Володька со странным чувством глядел на немецкие танки, орудия, самолеты, машины — такие, казалось, неуязвимые подо Ржевом, но теперь выглядевшие совсем по-другому: разбитые, поломанные, покореженные, они уже были не страшны. Но… но чтобы все это уничтожить, нужны такие же орудия, такие же танки, такие же самолеты. Володька усмехнулся, вспомнив свой восторг при получении ППШ. Семьдесят два патрона! Можно разбить целый немецкий взвод! Одному! Вспомнил самодельные мишени, по которым хлестал очередями, и продырявленные пулями немецкие рожи, намалеванные им на листах газеты. Было здорово!
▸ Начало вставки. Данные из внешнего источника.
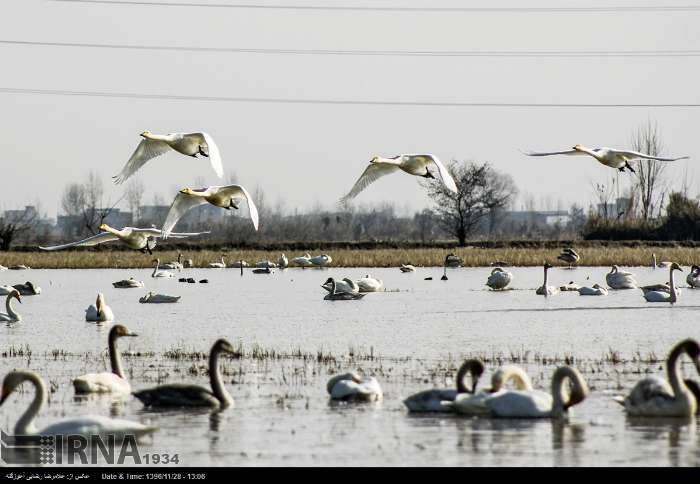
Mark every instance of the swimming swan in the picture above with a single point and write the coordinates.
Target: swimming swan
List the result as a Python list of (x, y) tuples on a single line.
[(350, 387), (613, 158), (544, 289), (157, 272), (143, 240), (344, 285), (100, 312), (595, 290), (660, 295), (336, 295), (413, 164), (435, 400), (185, 395), (655, 397), (474, 404), (539, 404), (370, 284), (226, 197), (158, 298), (618, 279), (85, 425), (499, 279), (11, 316), (107, 382), (152, 145)]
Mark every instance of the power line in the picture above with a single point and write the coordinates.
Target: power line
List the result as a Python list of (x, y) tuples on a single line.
[(174, 97), (397, 53), (589, 9)]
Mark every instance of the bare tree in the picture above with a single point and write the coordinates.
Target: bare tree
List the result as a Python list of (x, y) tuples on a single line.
[(477, 195), (649, 173)]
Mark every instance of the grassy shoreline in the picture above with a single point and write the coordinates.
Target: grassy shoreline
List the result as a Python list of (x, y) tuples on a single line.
[(426, 257)]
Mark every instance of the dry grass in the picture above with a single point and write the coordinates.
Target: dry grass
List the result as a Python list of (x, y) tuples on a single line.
[(471, 257)]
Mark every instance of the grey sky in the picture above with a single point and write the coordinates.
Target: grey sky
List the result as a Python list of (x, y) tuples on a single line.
[(305, 154)]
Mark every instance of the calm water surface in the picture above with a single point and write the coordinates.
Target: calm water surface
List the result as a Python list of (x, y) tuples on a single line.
[(411, 337)]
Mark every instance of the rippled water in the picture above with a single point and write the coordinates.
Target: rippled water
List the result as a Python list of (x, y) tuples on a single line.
[(410, 337)]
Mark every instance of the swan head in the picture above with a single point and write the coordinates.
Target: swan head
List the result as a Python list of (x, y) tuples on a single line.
[(474, 368), (13, 380), (120, 330), (15, 294)]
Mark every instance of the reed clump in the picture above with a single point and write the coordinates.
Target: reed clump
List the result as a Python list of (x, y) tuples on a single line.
[(383, 257)]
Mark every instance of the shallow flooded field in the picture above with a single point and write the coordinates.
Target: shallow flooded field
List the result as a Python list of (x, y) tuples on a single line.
[(411, 337)]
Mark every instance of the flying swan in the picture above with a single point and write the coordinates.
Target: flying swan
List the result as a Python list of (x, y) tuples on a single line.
[(225, 197), (143, 240), (107, 382), (607, 156), (413, 164), (152, 145), (85, 425)]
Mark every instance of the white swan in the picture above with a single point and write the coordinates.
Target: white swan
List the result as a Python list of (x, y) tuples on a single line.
[(334, 294), (128, 283), (143, 240), (618, 279), (655, 397), (303, 261), (158, 298), (536, 403), (100, 312), (475, 404), (321, 260), (218, 265), (655, 264), (85, 425), (157, 272), (413, 164), (661, 295), (152, 145), (435, 400), (11, 316), (107, 382), (499, 279), (185, 395), (608, 156), (595, 290), (569, 256), (370, 284), (344, 285), (350, 387), (693, 278), (544, 289), (226, 197)]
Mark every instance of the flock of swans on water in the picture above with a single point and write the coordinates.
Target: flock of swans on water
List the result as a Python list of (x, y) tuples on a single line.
[(651, 396)]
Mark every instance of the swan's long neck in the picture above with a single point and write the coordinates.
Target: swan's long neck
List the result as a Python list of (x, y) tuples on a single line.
[(680, 390), (8, 307), (579, 390), (672, 282), (217, 386), (25, 424), (114, 357)]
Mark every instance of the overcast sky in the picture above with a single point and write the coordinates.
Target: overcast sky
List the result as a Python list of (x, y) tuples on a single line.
[(306, 154)]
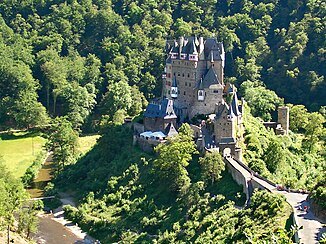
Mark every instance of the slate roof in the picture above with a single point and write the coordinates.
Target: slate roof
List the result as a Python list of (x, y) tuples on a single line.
[(227, 140), (170, 130), (235, 104), (163, 110), (213, 46), (174, 82), (210, 79), (213, 50), (220, 109)]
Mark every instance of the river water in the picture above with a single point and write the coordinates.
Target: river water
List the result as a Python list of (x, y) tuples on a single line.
[(50, 231)]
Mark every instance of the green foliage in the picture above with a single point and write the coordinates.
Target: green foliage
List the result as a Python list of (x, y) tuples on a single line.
[(62, 142), (15, 206), (212, 166), (124, 199), (262, 102), (174, 157), (287, 160), (33, 169), (319, 193)]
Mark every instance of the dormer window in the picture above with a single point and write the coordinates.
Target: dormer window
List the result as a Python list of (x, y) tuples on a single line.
[(193, 57)]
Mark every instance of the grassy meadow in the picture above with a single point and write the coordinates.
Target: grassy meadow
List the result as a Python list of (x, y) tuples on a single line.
[(19, 149), (86, 143)]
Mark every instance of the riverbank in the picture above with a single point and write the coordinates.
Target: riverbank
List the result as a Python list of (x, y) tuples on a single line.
[(54, 228)]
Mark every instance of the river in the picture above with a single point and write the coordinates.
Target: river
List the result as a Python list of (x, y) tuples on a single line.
[(52, 230)]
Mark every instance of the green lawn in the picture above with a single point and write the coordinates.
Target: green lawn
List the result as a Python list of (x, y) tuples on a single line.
[(19, 149), (85, 143)]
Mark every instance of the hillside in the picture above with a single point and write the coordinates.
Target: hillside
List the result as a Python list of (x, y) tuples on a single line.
[(122, 198), (69, 57)]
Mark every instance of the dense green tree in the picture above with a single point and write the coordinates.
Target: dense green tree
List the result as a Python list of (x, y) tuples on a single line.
[(212, 166), (62, 142), (174, 157), (314, 129)]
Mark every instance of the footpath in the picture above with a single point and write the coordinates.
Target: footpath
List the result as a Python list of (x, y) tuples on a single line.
[(313, 227)]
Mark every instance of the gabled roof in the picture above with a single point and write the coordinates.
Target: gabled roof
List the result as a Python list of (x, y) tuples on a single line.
[(227, 140), (174, 82), (230, 112), (170, 130), (200, 84), (220, 109), (164, 110), (192, 48), (213, 49), (235, 104), (158, 134), (210, 78)]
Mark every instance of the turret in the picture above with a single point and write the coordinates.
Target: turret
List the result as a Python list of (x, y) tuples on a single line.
[(201, 92), (164, 73), (174, 88)]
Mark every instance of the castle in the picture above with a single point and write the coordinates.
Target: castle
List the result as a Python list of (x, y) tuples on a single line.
[(193, 75), (193, 84)]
А подо Ржевом — мертвая деревня за полем и ни одного живого немца, по которому можно было стрелять из этого ППШ с семьюдесятью двумя патронами. А из деревни на них — снаряды, мины, пулеметные очереди…

Около бронетранспортера на гусеничном ходу его кто-то спросил:

— У нас есть такие?

— Нет.

— Да, этот гад Гитлер готовился как следует, — вздохнул спросивший.

Володька прошел дальше, остановился около танка, и тут кто-то осторожно положил руку ему на плечо. Он обернулся.

— Володя, ты? — спросил его человек, которого он не сразу узнал.

— Я, — ответил Володька.

— Я — Мохов. Помнишь? Я учился с тобой в одном классе. А после седьмого ушел в техникум.

— Помню, Мохов. Привет, — Володька протянул руку.

Одно время они дружили, но потом как-то разошлись. Странноватый был Мохов. С класса пятого ходил он всегда в галстуке и белой рубашке, но пиджачок был плохонький, из чего-то перешитый, видимо, самой матерью. И поражал всех его идеальный пробор. Волосы он припомаживал чем-то, они блестели, и никто никогда не видел его растрепанным.

Сейчас он был худ, лицо в каких-то прыщах, но тщательно выбритое. Рубашка была ослепительна, пробор тоже, а черный галстук аккуратно завязан.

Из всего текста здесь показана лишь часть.